I’ve hit a time in my life where I look to my younger peers and feel “old.” I have a significant trail of memories and experiences strewn about as I hit this monumental figure in American culture. I’m far from the great thereafter, yet I feel like I’ve just jumped over one of life’s hurdles.
But is it all down from here, the proverbial peak of the mountain of life? If anything, this experience is a push to try to deal with the goals I set out for myself as a child.
Exactly one year ago today, I turned 20. As I left my teenager status behind, I found myself wanting to do one last teenager-esque act: I wanted to become a graffiti artist.
I do not know the specific seed planted in my brain that bore such a fruitless idea, but I decided that I needed to do it. One cold night at the end of November I brought a bag, heavy with paint and stencil materials, and tagged a wall in Minneapolis. As I heard the hiss of the paint can, my heart burst out like a mortar shell upon the concrete, adrenaline fueling each turn of my wrist.

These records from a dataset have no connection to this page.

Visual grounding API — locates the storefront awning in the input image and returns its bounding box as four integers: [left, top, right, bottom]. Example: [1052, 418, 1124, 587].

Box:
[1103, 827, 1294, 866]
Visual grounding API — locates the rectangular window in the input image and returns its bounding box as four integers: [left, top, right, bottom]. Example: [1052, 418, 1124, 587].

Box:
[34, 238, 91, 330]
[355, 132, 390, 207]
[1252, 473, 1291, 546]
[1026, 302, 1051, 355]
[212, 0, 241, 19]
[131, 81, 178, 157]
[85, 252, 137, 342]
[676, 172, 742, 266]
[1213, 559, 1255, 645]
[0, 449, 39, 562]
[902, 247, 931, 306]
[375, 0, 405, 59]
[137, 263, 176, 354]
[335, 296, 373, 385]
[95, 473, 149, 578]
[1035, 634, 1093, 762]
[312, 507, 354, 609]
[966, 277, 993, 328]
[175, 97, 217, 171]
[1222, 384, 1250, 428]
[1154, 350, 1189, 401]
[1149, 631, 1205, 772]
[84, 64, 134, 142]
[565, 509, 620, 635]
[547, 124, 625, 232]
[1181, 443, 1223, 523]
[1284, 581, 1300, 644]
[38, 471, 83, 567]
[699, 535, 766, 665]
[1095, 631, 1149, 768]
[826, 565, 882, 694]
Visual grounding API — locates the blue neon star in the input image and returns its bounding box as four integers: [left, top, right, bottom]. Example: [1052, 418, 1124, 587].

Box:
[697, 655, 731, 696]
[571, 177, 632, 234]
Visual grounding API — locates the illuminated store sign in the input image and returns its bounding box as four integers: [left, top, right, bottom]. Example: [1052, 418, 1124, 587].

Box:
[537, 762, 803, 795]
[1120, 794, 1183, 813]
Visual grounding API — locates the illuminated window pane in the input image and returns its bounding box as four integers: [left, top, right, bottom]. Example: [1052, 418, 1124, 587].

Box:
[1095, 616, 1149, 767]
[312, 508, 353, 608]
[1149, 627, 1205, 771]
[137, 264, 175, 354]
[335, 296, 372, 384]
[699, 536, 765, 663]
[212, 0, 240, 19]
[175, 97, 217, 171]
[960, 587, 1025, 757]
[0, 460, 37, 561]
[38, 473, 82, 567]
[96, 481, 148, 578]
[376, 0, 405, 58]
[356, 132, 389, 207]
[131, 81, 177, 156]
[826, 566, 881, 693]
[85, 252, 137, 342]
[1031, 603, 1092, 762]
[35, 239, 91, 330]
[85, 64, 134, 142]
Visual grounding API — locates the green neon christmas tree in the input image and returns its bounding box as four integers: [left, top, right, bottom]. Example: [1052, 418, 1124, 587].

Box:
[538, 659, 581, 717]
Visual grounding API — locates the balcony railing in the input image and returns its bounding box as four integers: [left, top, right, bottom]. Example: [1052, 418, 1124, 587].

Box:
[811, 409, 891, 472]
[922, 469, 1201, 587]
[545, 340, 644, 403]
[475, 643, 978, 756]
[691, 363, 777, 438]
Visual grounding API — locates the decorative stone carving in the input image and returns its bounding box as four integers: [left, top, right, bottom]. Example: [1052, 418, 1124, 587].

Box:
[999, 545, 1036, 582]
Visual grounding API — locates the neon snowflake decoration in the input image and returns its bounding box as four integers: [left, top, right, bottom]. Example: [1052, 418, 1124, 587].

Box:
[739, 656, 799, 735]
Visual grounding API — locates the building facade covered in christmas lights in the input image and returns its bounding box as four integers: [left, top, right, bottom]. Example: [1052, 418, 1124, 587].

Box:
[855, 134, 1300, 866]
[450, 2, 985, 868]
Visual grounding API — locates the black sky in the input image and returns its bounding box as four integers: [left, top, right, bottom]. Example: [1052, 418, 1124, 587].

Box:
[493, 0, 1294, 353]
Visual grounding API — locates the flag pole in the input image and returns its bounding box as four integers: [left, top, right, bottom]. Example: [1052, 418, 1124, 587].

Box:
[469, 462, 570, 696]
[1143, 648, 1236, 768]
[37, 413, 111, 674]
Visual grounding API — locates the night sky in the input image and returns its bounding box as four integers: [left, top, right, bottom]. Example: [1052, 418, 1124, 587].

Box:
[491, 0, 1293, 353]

This was what it was like to accomplish a life goal, despite its
legality.
While I won’t necessarily condone my behavior, I will tirelessly argue for the idea behind it. As I hit yet another milestone in my life, the legal drinking age, I find myself looking to accomplish yet another goal.
We often passively hear about life in some abstract notion — “live, laugh, love,” for example — but the reality is life exists in a very short and concrete frame. Yet, as young people we need to understand that it’s our experiences that make life worth living. We can’t simply plan for the future, as your adviser may help you do; we need to account for the present. Take risks while you can, be unique and don’t wait.